Ia menyatakan bahwa teknik memasak steak dengan wagyu lokal memiliki teknik kurang lebih sama pada umumnya. Holycow menggunakan gas grill untuk memasak steak dan mengutamakan rempah-rempah, sehingga lebih sehat dan tanpa residu. Selanjutnya, dikombinasikan dengan oven untuk memastikan tampilan steak lebih menarik.
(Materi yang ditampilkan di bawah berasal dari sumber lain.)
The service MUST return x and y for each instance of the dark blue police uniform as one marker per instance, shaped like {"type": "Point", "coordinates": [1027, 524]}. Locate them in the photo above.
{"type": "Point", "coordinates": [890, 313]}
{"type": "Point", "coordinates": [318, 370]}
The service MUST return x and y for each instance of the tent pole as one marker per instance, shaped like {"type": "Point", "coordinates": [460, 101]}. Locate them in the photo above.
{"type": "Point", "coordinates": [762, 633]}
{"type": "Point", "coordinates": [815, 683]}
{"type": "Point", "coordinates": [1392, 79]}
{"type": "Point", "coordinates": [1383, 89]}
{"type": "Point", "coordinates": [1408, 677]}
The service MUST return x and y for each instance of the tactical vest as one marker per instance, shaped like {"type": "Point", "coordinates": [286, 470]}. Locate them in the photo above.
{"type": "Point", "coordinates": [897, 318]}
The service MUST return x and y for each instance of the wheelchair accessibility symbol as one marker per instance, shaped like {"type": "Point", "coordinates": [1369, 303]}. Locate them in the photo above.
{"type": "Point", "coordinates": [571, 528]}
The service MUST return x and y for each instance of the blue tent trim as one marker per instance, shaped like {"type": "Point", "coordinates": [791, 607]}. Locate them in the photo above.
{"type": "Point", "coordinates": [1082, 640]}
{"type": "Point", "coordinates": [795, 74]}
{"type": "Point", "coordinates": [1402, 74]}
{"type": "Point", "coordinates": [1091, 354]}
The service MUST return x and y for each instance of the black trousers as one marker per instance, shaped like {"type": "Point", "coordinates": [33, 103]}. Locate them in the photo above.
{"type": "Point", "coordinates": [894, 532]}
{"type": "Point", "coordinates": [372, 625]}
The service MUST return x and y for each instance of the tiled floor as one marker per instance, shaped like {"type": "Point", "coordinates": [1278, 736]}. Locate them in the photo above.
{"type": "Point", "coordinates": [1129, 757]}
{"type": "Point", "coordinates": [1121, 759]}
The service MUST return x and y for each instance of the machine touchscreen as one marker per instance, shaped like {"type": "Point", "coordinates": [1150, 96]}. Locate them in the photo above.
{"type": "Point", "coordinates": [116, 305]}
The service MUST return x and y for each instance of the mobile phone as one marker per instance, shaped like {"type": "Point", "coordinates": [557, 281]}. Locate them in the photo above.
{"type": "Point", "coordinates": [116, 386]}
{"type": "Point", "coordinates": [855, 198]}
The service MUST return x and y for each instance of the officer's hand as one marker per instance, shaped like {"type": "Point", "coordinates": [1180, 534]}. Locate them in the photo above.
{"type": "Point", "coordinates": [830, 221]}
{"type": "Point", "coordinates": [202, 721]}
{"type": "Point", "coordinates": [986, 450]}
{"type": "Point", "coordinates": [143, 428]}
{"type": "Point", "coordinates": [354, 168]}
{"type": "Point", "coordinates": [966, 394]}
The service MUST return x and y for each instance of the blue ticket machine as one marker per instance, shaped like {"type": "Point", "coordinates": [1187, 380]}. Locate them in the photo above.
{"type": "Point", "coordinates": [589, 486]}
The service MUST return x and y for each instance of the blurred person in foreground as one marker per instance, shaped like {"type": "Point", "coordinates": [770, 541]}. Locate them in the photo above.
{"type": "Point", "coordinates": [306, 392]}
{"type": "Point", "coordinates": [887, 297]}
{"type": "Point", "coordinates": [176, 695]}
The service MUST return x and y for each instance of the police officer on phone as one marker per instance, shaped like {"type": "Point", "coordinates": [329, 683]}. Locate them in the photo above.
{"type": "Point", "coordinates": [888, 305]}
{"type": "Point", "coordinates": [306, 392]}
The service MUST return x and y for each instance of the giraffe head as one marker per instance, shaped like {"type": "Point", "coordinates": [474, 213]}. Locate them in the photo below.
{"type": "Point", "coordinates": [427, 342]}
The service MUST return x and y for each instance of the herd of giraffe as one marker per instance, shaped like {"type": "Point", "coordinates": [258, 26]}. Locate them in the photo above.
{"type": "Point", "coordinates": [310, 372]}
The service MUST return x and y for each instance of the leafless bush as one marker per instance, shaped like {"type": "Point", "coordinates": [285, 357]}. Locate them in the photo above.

Winda menyampaikan bahwa di Indonesia, steak yang sangat populer awalnya adalah sirloin dan tenderloin. Banyak orang berpikir bahwa sirloin memiliki lemak yang lebih banyak, sementara tenderloin lebih ramping. "Meskipun di tengah kepopuleran itu, saya pribadi menyukai ribeye karena sifatnya yang juicy, dengan lemak yang menyebar merata. Ribeye memiliki lemak yang benar-benar tersebar hingga ke tengah, sehingga bentuknya mirip mata tiga," kata Winda.
"Dari dulu hingga sekarang, Holycow selalu menyajikan sirloin. Namun, setelah pandemi, orang beralih ke tenderloin karena ingin menjaga kesehatan dan kebugaran tubuh. Wagyu lokal, di sisi lain, memiliki kualitas berbeda dibandingkan sapi biasa, dengan marbling (OM3) yang lebih tinggi, sehingga ketika menikmati lemak dari wagyu lokal, pengalaman rasa menjadi berbeda dengan lemak tetelan biasa," imbuhnya.